On sonna à la porte, c'était Camille l'infirmière qui avait prévenu qu'elle serait en retard. Elle portait un petit paquet qu'elle tendit à Édouard en riant. Il l'ouvrit, c'était un petit livre intitulé : “les mystères de la rue de Turenne.” Mais il y avait une dédicace mystérieuse qu'il ne comprit que des mois plus tard.

Les invités avaient admiré la peinture de Camille, représentant un jeune indien pêchant. Sans en dévoiler la provenance, Édouard avait réussi à faire, discrètement, un clin d'œil complice à son ami. Il faillit s'étrangler quand Licia avait demandé si c'était lui, adolescent. 

 

Heureusement une sonnerie à la porte lui évita de répondre. C'était le traiteur qui apportait l'assortiment de petits fours, sucrés et salés, qu'il avait commandés pour la circonstance. Si sa mère avait été à Paris, il lui aurait demandé de préparer des petits « chappattis » farcis, avec une sauce à sa manière, mais elle était au Portugal.

 

Après quelques coupes de champagnes supplémentaires l'atmosphère se fit très détendue et la soirée se termina joyeusement. 

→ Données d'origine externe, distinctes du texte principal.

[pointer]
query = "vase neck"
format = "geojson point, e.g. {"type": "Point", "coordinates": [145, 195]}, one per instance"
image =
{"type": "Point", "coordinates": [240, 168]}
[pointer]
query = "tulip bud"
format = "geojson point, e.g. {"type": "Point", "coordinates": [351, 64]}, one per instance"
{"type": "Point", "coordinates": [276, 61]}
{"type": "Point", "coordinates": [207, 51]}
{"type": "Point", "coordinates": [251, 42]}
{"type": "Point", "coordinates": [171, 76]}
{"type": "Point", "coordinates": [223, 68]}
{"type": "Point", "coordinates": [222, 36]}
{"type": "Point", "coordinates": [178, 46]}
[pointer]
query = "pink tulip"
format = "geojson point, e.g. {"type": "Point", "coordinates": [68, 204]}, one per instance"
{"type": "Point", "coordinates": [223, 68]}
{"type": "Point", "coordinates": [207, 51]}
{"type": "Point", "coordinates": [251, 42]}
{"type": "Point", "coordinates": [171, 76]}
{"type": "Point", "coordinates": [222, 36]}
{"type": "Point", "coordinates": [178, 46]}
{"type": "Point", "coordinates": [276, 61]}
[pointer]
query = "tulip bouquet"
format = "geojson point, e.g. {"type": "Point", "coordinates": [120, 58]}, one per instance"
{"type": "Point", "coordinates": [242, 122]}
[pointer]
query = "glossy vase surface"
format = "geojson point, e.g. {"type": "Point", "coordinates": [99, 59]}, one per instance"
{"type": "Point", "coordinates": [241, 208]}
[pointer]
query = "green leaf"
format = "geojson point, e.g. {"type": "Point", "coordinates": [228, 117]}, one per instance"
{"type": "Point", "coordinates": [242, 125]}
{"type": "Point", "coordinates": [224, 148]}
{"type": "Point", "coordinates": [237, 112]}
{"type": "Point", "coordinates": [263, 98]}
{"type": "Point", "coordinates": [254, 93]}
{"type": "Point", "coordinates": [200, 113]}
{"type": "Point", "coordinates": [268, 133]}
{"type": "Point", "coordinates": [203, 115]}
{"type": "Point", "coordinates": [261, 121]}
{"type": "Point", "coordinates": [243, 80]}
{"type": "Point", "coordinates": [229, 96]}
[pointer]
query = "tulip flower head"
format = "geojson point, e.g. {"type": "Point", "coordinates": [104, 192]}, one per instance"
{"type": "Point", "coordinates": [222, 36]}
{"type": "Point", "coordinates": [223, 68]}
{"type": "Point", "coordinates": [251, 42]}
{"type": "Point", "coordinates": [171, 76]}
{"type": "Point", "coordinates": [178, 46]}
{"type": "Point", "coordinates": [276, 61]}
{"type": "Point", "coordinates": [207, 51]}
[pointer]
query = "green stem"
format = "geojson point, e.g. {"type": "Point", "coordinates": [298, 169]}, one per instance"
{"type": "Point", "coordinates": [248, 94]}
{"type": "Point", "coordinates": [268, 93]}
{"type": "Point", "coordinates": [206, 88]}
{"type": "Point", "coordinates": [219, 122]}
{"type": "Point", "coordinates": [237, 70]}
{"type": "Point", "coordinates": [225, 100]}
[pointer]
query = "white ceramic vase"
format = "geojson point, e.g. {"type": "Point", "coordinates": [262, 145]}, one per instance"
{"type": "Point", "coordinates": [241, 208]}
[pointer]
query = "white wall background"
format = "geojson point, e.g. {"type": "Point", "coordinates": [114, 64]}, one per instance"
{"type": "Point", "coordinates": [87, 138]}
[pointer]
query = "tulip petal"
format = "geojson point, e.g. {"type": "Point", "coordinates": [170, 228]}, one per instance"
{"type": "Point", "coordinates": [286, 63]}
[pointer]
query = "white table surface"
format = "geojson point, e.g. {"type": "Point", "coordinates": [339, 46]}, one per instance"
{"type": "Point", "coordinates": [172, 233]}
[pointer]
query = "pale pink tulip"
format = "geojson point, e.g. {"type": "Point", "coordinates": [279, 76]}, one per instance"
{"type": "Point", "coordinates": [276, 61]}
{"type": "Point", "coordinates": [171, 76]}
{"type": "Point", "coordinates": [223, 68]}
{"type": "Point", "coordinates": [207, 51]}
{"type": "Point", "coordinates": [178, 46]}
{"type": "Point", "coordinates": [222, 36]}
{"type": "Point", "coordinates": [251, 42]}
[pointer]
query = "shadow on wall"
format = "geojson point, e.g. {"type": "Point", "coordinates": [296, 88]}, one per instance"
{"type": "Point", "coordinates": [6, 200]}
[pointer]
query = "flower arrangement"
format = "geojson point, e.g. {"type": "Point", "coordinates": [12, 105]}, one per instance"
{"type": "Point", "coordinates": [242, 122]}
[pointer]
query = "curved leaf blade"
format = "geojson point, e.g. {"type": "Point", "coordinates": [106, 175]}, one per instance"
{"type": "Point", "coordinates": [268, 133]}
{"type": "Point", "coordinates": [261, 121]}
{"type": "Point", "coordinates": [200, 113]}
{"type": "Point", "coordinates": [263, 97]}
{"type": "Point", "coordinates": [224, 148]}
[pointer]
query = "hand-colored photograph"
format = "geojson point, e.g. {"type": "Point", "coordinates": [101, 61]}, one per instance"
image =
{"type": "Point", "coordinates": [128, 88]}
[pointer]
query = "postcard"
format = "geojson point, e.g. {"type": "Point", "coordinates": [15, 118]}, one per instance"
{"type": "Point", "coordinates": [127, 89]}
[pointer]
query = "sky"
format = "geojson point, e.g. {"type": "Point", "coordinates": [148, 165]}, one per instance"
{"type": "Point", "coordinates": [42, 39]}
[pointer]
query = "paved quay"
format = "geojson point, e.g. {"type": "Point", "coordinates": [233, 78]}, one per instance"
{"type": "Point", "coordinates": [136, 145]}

Son ami Camille proposa d'aider à ranger l'appartement. Trop content il accepta avec empressement. Peut-être trop pensa-il. Les derniers verres lavés et séchés, ils allèrent se coucher. 

Pas plus tôt allongé Camille s'endormit, mais Édouard resta éveillé un long moment. Il se demandait si tout-ça n'était pas trop beau. Tous ces gens se connaissaient et même Camille n'avait pas paru si étonné de retrouver sa camarade de lycée. C'était lui qui lui avait donné l'adresse de l'agent immobilier qui lui avait dégoté cet appartement. Il se demanda un instant s'il n'avait pas été manipulé, puis il se dit qu'il devenait paranoïaque. 

 

Malgré tout, il était content de la soirée, les voisins avaient apprécié cette rencontre, pensa-t-il et curieusement ils avaient beaucoup aimé cette grande bibliothèque dont il avait hérité en achetant l'appartement. C'était visiblement un meuble fait sur mesure car unique en son genre, d'un côté, fonctionnel, de l'autre exotique, avec des motifs d'animaux que l'on retrouve parfois dans les meubles venus d'Inde. Tania avait tout de suite remarqué la ressemblance avec le bureau que lui avait laissé Mayra. Il s'était, lui-même, fait cette remarque, mais pendant cette soirée il n'avait fait aucun commentaire. 

 

Il avait soif, sans doute avait-il bu trop de champagne. Il se leva alla dans la cuisine, sourit en regardant les stores que Licia avait adorés. Après avoir absorbé deux grands verres d'eau, il se recoucha. Il pensa, alors, à la visite d'un nouveau restaurant prévue le lendemain et il s'endormit brusquement.